Ask HN: How many emails do you receive per day? - bradtx
On average, how many emails (either directly, via CC, system alert, etc.) do you receive at work per day?
======
cimmanom
1-3 direct emails requiring reading comprehension and reply.

5 or so calendar invites.

200-500 automated updates from issue tracker, CI system, et al. Auto-filed and
processed in batches when time avails. A few dozen will include comments,
which can be treated as regular emails in that they require reading and
typically response. The rest get skimmed over or need a click or two to move
through workflow.

A dozen or so error report emails. Most reflecting iTunes API timeouts.
Perhaps 1-3 genuine error cases.

2 dozen support requests from customers (BCC). Skimmed just to keep an eye out
for recurring bugs and UX issues. Typically 1-2 of these per week have to be
rescued from the spam filter.

1-2 dozen sample transactional emails from staging environment. Auto filed in
case needed for future reference; otherwise ignored.

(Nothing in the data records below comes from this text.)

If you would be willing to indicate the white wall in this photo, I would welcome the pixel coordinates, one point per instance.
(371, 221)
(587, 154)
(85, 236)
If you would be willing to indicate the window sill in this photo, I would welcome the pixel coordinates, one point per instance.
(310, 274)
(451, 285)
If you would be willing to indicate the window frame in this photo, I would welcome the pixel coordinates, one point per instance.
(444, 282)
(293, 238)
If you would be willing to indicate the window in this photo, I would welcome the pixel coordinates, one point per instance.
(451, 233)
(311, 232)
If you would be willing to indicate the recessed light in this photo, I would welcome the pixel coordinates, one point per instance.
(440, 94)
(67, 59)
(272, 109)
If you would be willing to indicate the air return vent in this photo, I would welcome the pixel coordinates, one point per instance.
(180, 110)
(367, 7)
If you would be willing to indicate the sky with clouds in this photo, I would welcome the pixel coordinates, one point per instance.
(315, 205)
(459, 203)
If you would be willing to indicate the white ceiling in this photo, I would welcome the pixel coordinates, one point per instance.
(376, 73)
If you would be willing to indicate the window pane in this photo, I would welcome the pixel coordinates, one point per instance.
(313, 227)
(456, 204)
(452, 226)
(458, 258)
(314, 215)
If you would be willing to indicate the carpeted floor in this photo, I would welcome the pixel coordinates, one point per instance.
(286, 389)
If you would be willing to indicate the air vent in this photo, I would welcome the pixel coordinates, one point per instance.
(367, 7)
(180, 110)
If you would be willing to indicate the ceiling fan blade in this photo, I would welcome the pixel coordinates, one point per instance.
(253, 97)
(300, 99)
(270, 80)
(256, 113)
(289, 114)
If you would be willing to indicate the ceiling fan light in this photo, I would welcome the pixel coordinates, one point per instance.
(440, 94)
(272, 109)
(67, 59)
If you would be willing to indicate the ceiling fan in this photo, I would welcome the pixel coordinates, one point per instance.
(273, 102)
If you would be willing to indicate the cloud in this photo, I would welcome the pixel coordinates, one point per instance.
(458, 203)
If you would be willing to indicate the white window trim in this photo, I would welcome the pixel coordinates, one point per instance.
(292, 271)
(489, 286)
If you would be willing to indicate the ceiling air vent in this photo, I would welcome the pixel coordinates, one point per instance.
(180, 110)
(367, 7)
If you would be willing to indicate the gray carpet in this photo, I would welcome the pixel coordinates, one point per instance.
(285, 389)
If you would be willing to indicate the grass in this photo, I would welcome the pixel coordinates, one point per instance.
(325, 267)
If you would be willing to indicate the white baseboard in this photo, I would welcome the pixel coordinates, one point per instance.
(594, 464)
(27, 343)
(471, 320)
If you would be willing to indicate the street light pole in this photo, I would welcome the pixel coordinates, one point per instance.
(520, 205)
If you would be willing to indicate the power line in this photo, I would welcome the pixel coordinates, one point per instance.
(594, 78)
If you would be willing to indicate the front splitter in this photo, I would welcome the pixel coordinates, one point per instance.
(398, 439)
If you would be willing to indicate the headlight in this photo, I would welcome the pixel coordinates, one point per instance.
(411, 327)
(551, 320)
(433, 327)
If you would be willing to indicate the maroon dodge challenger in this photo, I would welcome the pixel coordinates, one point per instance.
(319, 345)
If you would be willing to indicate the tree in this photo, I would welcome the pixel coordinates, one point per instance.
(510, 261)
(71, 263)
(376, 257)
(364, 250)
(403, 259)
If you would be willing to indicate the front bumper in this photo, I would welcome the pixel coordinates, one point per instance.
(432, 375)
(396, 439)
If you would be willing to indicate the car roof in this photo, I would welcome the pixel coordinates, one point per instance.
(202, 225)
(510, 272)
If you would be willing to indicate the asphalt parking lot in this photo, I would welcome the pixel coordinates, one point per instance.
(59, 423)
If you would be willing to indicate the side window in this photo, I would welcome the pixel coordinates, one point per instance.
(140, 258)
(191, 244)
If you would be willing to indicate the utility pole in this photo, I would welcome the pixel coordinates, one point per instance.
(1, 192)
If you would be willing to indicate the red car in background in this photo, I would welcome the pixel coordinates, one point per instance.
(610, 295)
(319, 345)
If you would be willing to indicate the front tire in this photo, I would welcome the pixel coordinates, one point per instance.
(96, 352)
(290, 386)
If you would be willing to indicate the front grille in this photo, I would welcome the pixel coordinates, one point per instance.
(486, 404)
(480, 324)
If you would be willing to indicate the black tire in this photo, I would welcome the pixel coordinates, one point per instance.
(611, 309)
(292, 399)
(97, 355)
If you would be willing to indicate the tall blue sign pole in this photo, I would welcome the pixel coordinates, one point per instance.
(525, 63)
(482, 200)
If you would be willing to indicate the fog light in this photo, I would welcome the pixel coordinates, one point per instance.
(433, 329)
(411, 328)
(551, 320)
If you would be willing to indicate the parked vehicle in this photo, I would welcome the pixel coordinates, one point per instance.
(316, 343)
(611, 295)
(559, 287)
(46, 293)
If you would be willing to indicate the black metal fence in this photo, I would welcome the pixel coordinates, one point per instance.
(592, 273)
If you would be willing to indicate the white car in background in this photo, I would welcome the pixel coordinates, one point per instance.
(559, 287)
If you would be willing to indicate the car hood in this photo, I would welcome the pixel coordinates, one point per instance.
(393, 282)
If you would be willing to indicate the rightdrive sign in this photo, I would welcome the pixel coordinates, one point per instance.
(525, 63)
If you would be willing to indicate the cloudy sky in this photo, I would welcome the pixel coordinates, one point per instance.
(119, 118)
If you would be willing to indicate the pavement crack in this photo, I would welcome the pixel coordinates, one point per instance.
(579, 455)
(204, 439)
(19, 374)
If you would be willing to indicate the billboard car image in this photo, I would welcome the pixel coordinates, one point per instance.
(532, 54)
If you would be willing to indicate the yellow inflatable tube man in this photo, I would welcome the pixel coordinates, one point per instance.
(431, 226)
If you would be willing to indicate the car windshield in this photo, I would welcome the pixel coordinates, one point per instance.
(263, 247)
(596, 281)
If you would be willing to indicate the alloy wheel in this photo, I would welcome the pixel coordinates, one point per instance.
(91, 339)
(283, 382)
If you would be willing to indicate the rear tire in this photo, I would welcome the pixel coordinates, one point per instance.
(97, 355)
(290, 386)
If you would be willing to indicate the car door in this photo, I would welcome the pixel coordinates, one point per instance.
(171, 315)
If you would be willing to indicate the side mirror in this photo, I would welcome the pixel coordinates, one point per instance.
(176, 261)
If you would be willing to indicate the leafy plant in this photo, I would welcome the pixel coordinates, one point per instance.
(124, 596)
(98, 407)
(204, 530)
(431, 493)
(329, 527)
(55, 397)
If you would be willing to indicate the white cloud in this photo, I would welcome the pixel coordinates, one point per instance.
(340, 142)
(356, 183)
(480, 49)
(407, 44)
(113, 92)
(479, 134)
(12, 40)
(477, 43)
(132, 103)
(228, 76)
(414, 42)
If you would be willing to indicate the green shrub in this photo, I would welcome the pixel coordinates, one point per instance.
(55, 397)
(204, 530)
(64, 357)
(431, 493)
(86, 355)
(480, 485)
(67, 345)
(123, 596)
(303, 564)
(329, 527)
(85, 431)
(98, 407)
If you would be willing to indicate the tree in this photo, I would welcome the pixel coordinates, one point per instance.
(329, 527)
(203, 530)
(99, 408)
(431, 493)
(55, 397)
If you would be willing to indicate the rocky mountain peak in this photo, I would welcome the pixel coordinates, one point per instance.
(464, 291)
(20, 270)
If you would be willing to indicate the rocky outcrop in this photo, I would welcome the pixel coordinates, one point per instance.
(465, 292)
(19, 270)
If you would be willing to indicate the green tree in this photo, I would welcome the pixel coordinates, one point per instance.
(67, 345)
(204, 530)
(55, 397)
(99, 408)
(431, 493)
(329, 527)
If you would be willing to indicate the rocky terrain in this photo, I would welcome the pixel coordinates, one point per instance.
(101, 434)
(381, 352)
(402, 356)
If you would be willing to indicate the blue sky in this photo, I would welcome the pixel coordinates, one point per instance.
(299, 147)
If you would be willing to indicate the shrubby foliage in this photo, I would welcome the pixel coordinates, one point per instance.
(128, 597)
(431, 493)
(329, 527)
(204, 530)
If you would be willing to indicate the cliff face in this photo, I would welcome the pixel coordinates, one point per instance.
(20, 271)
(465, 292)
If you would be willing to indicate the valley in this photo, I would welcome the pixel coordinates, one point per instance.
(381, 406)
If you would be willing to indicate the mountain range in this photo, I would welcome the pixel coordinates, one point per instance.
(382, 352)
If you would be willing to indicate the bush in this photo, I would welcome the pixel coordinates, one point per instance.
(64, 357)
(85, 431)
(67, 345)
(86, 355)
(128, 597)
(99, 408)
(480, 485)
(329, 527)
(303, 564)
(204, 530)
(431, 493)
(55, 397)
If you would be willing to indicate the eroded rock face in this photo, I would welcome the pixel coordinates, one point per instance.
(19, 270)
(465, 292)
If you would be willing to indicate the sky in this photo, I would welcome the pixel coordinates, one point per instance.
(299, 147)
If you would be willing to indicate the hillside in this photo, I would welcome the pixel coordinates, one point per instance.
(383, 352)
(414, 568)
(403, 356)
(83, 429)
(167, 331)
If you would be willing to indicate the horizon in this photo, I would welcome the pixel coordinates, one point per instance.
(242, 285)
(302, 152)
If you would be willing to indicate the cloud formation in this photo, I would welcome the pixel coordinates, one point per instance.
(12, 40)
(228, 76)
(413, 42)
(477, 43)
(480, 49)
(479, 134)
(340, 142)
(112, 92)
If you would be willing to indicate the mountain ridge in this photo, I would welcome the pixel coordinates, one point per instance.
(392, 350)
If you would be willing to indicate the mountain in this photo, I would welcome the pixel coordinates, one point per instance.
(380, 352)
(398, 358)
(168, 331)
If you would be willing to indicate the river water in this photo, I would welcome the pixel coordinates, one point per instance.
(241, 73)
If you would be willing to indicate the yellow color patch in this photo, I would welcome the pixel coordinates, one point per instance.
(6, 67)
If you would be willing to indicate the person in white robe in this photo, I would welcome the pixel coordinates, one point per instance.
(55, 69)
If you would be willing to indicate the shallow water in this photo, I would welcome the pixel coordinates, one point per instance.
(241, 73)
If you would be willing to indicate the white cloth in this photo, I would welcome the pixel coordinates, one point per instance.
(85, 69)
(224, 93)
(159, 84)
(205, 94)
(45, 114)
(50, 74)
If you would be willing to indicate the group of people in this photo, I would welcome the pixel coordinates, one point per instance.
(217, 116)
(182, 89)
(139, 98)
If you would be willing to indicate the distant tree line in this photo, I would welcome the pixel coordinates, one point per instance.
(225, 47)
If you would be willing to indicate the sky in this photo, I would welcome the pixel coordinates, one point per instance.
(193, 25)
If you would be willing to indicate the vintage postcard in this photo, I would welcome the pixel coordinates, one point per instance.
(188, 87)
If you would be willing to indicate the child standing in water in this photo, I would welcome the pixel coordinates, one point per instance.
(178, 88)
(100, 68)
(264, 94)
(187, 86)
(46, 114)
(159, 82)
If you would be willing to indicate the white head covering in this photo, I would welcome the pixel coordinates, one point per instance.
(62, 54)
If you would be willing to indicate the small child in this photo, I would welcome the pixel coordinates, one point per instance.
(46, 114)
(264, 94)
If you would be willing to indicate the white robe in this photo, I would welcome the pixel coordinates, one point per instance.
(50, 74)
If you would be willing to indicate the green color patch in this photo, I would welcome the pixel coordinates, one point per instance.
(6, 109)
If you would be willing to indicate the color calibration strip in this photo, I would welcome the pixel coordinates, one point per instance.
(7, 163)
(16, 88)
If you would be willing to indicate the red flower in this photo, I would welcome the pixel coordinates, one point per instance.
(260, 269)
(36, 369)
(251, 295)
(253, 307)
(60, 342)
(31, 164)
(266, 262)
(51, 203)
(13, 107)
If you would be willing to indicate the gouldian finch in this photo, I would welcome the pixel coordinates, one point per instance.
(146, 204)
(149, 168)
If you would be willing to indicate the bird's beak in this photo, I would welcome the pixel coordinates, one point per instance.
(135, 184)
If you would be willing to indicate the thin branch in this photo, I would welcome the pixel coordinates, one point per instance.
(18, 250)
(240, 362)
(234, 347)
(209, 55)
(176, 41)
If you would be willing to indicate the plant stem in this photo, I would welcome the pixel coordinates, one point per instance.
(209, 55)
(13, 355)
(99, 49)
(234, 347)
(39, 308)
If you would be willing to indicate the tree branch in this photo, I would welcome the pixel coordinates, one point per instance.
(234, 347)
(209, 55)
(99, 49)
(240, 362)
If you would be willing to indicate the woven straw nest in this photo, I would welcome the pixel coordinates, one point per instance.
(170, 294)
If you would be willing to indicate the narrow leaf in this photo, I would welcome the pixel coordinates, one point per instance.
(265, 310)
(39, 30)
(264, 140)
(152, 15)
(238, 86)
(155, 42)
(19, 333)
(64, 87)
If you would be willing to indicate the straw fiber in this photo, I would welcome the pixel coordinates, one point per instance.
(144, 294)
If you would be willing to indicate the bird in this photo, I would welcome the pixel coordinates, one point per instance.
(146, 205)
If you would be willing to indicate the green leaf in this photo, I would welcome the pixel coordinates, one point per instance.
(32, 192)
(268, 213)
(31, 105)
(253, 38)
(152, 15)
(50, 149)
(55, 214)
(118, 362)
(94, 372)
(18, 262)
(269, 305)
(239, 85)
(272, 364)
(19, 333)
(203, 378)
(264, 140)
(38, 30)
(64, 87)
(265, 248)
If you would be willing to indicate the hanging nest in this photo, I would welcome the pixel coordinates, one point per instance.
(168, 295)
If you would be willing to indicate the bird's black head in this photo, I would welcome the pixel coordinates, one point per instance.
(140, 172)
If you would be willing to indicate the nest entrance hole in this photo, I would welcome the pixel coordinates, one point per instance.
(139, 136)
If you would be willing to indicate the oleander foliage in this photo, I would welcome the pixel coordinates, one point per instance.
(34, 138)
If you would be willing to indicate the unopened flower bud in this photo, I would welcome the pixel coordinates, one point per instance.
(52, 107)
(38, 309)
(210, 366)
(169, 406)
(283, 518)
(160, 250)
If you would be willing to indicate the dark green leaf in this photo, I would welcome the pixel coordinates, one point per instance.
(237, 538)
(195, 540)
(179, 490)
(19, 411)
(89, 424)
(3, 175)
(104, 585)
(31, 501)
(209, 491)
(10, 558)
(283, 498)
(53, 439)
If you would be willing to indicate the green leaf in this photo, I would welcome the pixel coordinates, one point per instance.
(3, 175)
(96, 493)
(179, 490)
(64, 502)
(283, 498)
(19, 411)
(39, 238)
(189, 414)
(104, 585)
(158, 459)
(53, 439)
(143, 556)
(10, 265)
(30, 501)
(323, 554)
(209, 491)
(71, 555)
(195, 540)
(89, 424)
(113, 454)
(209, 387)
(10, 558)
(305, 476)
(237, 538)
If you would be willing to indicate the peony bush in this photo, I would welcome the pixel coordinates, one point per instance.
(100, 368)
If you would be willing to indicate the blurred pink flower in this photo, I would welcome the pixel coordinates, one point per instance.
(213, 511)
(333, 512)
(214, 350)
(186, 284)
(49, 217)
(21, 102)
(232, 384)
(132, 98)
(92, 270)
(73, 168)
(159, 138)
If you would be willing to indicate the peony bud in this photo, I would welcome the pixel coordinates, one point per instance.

3-10 (depending on day of week) automated updates with metrics from SaaS
vendors. Glanced at in passing during morning inbox clear-out.

3-5 marketing emails from own company. Auto-filed and ignored.

0-2 spams from recruiters (either side of the table). Typically skimmed and
deleted.

4 daily newsletters my boss signed up for with the engineering team's group
distribution list even though they're not relevant to anyone else and he won't
let us unsubscribe from them. (Desktop mail client has long since been trained
to recognize these as spam.)

0 true spam messages except about once a year when someone comes up with a
successful new attack against Google's filters and it goes up to a half dozen
per day (most recently in late January 2018) for a week or two and then drops
straight back to zero.

------
DamonHD
10,000 (mostly SPAM) delivery attempts per day, since I used to run an early
UK ISP and was on the very first SPAMmer lists...

~100/d make it to my mail client, of which most are SPAM still.

Maybe between 10 and 30 real emails per day, ie 'ham'.

Rgds

Damon

------
FBISurveillance
~110